Sees title. Goes to a diffrerent site.
Returns. Sees post. Runs a marathon.


----------



## Hells Malice (Jul 6, 2012)

Meh. Dozens of sites offering the same service already.


----------



## Rockhoundhigh (Jul 6, 2012)

I'm glad, but I really hope it can rise back to prominence after so many people already invested in getting themselves suited to shittier, but still usable file-sharing sites after the fallout.


----------



## Alex221 (Jul 6, 2012)

(And I say) Hell yeah​Hell yeah, hell yeah​Fuckin’ right​Fuckin’ right, all right​(And we say) Hell yeah​Hell yeah, hell yeah​Fuckin’ right​Fuckin’ right, all right​​


----------



## darkangel5000 (Jul 7, 2012)

Honeypot detected. 'Nuff said.


----------



## ZAFDeltaForce (Jul 7, 2012)

pyromaniac123 said:


> Free of charge? I doubt that.


They'd probably screw up the free member features while boosting up the premium member features.

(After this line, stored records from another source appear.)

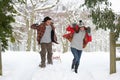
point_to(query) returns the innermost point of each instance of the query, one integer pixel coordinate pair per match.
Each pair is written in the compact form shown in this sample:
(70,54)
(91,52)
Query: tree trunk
(29,40)
(0,59)
(112,53)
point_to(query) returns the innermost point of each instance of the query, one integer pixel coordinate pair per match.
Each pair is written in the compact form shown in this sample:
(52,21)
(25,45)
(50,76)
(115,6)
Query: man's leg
(43,54)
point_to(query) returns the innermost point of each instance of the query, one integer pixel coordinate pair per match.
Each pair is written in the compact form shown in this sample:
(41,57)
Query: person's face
(82,28)
(48,22)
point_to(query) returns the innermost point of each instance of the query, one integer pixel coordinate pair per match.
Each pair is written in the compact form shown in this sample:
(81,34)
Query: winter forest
(20,55)
(63,14)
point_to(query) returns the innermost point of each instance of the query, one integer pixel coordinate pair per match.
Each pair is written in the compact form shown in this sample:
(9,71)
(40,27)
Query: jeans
(77,55)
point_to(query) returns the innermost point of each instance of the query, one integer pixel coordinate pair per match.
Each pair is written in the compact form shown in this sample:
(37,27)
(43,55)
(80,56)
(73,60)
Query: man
(45,37)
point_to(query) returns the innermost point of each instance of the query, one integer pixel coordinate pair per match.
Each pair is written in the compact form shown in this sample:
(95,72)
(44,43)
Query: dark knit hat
(46,18)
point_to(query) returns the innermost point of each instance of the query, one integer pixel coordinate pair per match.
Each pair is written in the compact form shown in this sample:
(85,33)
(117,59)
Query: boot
(76,68)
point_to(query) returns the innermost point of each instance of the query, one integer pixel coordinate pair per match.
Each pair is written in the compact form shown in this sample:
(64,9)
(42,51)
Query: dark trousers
(77,55)
(46,48)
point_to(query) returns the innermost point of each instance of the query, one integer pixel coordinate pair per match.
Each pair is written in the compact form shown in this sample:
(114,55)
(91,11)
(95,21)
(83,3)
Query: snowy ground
(24,66)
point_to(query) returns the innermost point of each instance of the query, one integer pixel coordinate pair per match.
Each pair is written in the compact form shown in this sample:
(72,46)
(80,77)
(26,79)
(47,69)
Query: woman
(77,46)
(45,36)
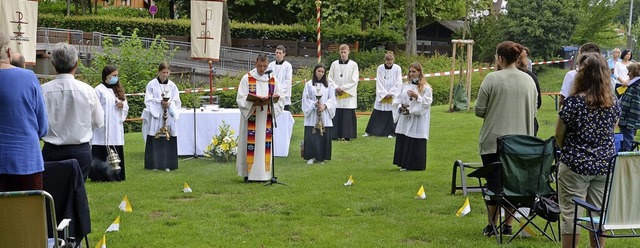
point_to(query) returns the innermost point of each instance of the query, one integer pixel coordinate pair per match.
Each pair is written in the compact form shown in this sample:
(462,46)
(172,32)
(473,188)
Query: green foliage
(112,25)
(52,7)
(542,25)
(596,23)
(622,10)
(152,27)
(136,65)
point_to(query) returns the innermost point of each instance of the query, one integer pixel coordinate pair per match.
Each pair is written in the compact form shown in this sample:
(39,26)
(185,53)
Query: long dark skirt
(81,153)
(381,124)
(161,153)
(410,153)
(317,146)
(345,124)
(100,153)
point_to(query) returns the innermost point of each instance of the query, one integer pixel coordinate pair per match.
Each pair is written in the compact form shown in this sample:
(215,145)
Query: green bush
(136,66)
(113,19)
(366,89)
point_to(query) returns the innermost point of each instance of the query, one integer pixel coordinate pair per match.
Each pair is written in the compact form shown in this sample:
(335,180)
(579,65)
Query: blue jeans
(628,135)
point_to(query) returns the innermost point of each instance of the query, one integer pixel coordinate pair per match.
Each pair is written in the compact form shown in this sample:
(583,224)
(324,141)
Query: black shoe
(506,230)
(488,231)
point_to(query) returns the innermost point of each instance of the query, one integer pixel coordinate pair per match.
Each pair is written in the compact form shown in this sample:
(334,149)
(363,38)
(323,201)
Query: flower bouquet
(224,145)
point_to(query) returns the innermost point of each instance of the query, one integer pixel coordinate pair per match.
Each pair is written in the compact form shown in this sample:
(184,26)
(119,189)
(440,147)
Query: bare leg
(592,240)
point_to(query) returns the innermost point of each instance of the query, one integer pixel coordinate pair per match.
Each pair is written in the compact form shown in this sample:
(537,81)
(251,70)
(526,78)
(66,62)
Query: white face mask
(113,80)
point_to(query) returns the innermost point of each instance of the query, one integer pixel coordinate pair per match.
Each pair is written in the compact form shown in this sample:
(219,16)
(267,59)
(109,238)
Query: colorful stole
(251,127)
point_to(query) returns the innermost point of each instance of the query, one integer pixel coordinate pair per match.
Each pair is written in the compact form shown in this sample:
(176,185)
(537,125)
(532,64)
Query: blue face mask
(113,80)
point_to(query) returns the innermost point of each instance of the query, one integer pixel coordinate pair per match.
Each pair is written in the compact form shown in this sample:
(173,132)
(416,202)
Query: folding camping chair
(619,212)
(525,168)
(23,220)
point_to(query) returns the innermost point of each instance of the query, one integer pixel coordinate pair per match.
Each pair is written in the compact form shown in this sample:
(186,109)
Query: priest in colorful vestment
(256,91)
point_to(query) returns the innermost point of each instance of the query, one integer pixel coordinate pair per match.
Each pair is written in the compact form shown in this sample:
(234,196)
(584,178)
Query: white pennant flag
(102,243)
(115,226)
(125,205)
(350,181)
(421,194)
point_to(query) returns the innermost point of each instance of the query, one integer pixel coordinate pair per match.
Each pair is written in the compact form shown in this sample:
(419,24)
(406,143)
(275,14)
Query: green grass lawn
(314,209)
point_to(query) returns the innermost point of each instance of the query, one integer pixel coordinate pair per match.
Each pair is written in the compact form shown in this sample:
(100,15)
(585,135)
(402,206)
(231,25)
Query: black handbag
(547,208)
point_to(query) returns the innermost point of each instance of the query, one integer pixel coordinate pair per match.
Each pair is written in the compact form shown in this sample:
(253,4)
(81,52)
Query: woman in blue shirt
(24,122)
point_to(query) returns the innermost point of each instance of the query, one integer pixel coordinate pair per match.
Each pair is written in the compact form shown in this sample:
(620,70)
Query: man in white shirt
(73,110)
(283,72)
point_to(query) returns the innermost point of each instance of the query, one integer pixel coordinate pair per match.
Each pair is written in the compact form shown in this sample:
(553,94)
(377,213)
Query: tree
(410,28)
(136,66)
(225,39)
(542,25)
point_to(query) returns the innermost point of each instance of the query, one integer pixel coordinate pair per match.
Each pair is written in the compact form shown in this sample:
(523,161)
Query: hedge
(182,27)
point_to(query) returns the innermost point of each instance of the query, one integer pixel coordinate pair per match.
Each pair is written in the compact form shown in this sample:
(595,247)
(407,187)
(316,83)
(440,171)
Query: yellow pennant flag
(421,194)
(125,205)
(465,209)
(350,181)
(526,231)
(186,188)
(103,242)
(115,226)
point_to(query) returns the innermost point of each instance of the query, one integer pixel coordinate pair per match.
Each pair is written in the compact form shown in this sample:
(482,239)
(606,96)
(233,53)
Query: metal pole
(629,37)
(318,3)
(380,13)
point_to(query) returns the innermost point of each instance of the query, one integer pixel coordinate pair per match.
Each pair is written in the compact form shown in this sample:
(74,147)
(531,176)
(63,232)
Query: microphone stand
(195,151)
(274,179)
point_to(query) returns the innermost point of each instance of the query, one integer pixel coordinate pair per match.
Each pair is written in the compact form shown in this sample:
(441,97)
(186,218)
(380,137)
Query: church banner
(20,22)
(206,27)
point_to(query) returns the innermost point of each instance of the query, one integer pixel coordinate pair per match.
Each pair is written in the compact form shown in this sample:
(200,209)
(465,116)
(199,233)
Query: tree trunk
(225,39)
(172,9)
(410,37)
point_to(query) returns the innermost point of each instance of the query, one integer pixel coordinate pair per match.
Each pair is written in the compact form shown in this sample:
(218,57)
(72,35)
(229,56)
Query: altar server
(318,106)
(283,72)
(412,115)
(161,153)
(344,76)
(114,103)
(388,80)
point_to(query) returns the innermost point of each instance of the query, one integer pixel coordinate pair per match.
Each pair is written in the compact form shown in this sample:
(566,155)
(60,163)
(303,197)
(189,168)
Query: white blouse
(309,100)
(388,81)
(416,123)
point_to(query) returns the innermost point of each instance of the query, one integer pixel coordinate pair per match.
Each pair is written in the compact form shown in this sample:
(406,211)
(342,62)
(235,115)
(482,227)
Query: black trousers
(81,152)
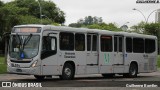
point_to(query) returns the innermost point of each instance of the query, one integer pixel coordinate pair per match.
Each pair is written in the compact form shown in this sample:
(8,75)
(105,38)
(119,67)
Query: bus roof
(86,30)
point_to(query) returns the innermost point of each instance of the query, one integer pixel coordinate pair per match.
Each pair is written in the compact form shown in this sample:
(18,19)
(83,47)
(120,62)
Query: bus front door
(92,49)
(118,49)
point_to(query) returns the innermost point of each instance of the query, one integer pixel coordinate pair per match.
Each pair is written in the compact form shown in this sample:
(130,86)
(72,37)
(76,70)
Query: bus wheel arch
(68,71)
(133,70)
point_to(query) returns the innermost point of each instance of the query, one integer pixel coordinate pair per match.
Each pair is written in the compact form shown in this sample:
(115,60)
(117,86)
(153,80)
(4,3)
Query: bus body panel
(87,61)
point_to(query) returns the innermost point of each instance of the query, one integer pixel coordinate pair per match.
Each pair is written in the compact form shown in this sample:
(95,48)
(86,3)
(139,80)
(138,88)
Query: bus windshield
(24,46)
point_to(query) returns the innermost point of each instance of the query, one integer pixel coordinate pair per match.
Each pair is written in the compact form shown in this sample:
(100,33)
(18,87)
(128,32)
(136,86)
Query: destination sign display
(26,30)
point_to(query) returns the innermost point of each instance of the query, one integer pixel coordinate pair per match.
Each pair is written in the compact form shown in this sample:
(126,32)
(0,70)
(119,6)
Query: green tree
(153,29)
(94,23)
(88,20)
(49,9)
(139,28)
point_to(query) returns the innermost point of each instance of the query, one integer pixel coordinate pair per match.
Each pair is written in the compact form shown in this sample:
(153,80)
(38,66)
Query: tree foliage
(148,28)
(94,23)
(28,12)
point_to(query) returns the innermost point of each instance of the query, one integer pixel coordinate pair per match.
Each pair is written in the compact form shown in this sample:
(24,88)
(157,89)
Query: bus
(46,50)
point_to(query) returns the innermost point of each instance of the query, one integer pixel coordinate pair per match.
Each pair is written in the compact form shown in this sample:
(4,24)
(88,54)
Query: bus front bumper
(25,71)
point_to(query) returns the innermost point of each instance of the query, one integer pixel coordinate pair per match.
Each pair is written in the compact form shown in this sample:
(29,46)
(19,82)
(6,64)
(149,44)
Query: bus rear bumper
(24,71)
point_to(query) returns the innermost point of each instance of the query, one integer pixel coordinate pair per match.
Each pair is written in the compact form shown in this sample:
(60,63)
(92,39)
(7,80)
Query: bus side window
(138,45)
(129,44)
(49,47)
(49,43)
(46,43)
(106,43)
(88,42)
(115,44)
(94,43)
(79,42)
(149,46)
(66,41)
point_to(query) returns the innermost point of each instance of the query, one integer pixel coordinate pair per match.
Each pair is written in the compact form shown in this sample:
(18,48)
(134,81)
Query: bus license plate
(15,65)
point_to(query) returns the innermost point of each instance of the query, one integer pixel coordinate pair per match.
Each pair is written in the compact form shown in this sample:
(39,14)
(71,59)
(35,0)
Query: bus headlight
(34,63)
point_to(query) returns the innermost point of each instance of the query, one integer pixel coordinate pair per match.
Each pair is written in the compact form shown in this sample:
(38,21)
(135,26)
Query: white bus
(46,50)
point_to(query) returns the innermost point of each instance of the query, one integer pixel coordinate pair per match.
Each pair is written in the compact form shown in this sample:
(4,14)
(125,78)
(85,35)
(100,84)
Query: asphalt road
(95,80)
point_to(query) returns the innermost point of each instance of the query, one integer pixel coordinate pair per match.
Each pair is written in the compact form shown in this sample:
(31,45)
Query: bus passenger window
(149,46)
(79,42)
(49,43)
(88,42)
(94,43)
(128,44)
(106,43)
(66,41)
(138,45)
(115,44)
(46,43)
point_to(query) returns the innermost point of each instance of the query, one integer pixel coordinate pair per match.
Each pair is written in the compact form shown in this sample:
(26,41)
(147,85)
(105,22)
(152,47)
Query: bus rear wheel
(133,71)
(108,75)
(67,72)
(39,77)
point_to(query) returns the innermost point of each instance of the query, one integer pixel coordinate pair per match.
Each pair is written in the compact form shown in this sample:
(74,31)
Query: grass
(158,61)
(3,66)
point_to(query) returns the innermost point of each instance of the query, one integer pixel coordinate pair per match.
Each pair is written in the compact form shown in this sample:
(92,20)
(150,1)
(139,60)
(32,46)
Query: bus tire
(108,75)
(133,71)
(39,77)
(67,72)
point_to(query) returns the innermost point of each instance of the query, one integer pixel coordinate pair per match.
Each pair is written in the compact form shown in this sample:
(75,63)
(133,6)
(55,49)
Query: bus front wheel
(67,72)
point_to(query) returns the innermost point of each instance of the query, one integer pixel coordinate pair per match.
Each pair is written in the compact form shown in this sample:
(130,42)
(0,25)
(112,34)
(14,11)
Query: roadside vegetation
(3,66)
(158,61)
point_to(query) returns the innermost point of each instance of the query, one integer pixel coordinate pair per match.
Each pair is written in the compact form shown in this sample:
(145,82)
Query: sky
(112,11)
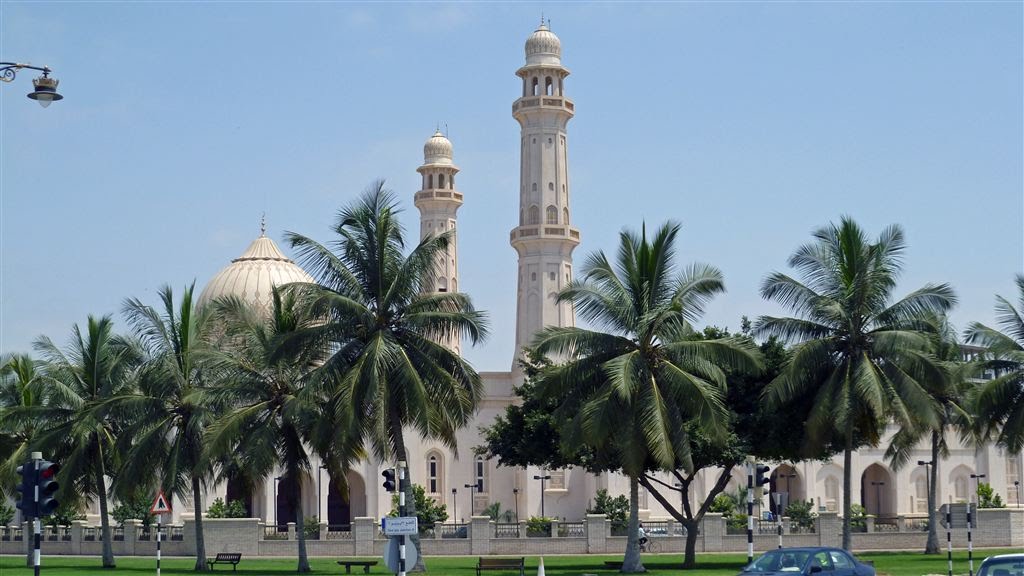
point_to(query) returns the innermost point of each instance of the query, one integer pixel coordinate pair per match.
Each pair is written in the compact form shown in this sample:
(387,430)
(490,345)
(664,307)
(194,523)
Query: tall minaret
(438,202)
(544,238)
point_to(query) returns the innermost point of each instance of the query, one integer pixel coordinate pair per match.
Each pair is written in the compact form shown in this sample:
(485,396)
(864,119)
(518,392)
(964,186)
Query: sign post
(160,507)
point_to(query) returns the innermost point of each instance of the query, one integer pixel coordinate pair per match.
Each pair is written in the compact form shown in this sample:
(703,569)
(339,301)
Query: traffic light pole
(36,528)
(401,512)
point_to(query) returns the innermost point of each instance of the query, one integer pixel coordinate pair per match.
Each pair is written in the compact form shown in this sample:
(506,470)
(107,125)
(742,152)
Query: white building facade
(545,240)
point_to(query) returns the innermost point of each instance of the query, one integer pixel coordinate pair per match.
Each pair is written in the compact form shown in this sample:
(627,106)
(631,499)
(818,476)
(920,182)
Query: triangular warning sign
(160,505)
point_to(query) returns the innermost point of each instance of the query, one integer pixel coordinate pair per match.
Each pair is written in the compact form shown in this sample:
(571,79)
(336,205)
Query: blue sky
(750,123)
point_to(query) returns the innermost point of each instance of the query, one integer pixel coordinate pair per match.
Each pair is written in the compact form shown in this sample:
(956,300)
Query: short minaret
(438,202)
(544,238)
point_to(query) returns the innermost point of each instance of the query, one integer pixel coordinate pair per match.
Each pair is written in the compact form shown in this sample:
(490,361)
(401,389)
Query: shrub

This is one return I feel ominous about


----------



## Frank Cadena (Jul 7, 2012)

Thing is, the authorities already got what they wanted. A lot of the other file hosting sites went down when Mega was taken down. Filesonic and Wupload to name a few. While yes, if Mega were to never come back other sites will take it's place, the data that are being held by Mega, some of them could never be found other than there.


----------



## SifJar (Jul 7, 2012)

The only reason I care in the slightest is it could potentially fix some of the dead links I have been running into in recent months, and save me time searching for a mirror for the files I'm trying to find. Otherwise, there are already dozens of other file hosting sites where I can upload and download files.


----------



## squall23 (Jul 7, 2012)

Frank Cadena said:


> Thing is, the authorities already got what they wanted. A lot of the other file hosting sites went down when Mega was taken down. Filesonic and Wupload to name a few. While yes, if Mega were to never come back other sites will take it's place, the data that are being held by Mega, some of them could never be found other than there.


But that just means that if MU really does truly come back, it would have less competitors.  Which is a good or bad thing depending on someone's point of view.


----------



## The Milkman (Jul 7, 2012)

This will make pirating free indie games so much easier!


----------